KXXZ
- Barstow, California; United States;
- Frequency: 95.9 MHz
- Branding: El Portal 95.9

Programming
- Format: Regional Mexican
- Affiliations: ABC Radio

Ownership
- Owner: California Communications of Barstow, LLC; (Dos Costas Communications Corporation);
- Sister stations: KDUC; KDUQ; KSZL;

Technical information
- Licensing authority: FCC
- Facility ID: 27984
- Class: B1
- ERP: 8,900 watts
- HAAT: 148 meters (486 ft)
- Transmitter coordinates: 34°51′22″N 117°3′0″W﻿ / ﻿34.85611°N 117.05000°W

Links
- Public license information: Public file; LMS;
- Website: mikegradio.wix.com/elportal959fm

= KXXZ =

KXXZ (95.9 MHz), "El Portal 95.9") is a commercial radio station that is licensed to Barstow, California, United States. The station is owned by California Communications of Barstow, LLC and broadcasts a regional Mexican format featuring programming syndicated by ABC Radio.

==History==
KXXZ was first signed on in 1989 by Hub Broadcasting Inc. with an album-oriented rock format as 95.9 The Burner.

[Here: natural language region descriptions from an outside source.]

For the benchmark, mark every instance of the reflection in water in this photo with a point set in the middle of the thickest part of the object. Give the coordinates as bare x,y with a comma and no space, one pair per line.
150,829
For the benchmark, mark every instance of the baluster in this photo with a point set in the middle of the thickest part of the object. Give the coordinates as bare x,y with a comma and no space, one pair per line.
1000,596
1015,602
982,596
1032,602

In 1999, Hub Broadcasting sold KXXZ to Tele-Media Broadcasting LLC, headed by Robert Tudek, for $600,000. At the time, the station aired a classic hits format.

In June 2008, Dos Costas Communications Corporation sold KXXZ and sister stations KDUC, KDUQ, and KSZL to California Communications of Barstow, LLC for $4.3 million.